J'ai des douleurs chroniques dans le bas du dos et tout le monde me dit que c'est à cause du stress. Pourtant je ne me sens pas stressé !
Est-ce que vous aussi vous avez déjà vécu ça ? Des douleurs que rien n'explique. Ni la radio, ni l'IRM, le scanner ou l'échographie et toujours rien dans les prises de sang. Le stress est alors souvent mis en avant pour expliquer tous les pépins physiques.

Rapide aperçu du système nerveux autonome

Avant d’aller plus loin, il nous faut présenter très brièvement le système nerveux autonome.

Système nerveux autonome

Le système nerveux autonome (SNA) est divisé en deux branches :

  • le système nerveux sympathique (SNS) : souvent associé à la réponse de lutte ou de fuite,
  • le système nerveux parasympathique (SNP) : lié à la relaxation et à la digestion. Il est principalement représenté par le nerf vague.

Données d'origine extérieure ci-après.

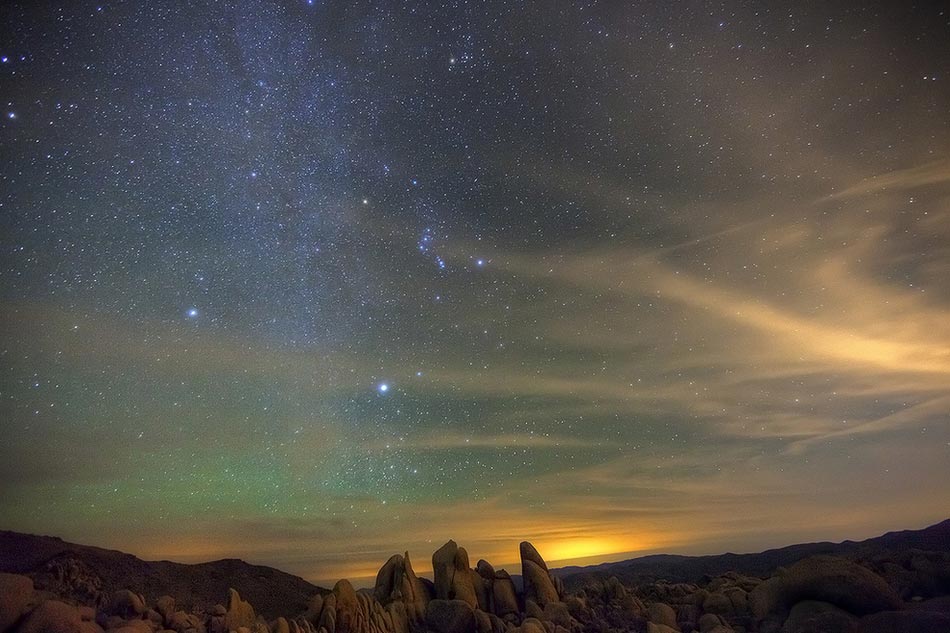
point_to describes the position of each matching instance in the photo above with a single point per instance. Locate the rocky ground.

Le SNA est également impliqué dans la régulation de la fréquence cardiaque, de la pression artérielle et de la respiration. Il joue un rôle crucial dans la gestion du stress et des émotions.

Le système nerveux autonome vue par la Théorie Polyvagale1

La Théorie Polyvagale propose une vision plus nuancée du SNA, en introduisant le concept de hiérarchie entre les différentes réponses autonomes. Ainsi, au lieu d’avoir un fonctionnement de balance entre le système parasympathique — essentiellement le nerf vague — et le système orthosympathique, Stephen Porges le divise en trois systèmes :

Le système vagal ventral

Associé à la sécurité, la connexion sociale et la régulation émotionnelle. C’est lorsque ce système s’exprime que le circuit du stress est inhibé, la digestion est bonne, le système immunitaire efficace, l’appareil cardio-vasculaire optimal.

Le système sympathique

Associé à la réponse de lutte ou de fuite, mobilisant l’énergie pour faire face à une menace. Très efficace sur le court terme, il épuise le corps lorsqu’il fonctionne de manière chronique.

Le système vagal dorsal

Associé à la dissociation et à l’immobilité, souvent en réponse à des situations de danger extrême. Les personnes qui n’arrivent pas à sortir du vague ventral ont plus de tendances dépressives et anxieuses.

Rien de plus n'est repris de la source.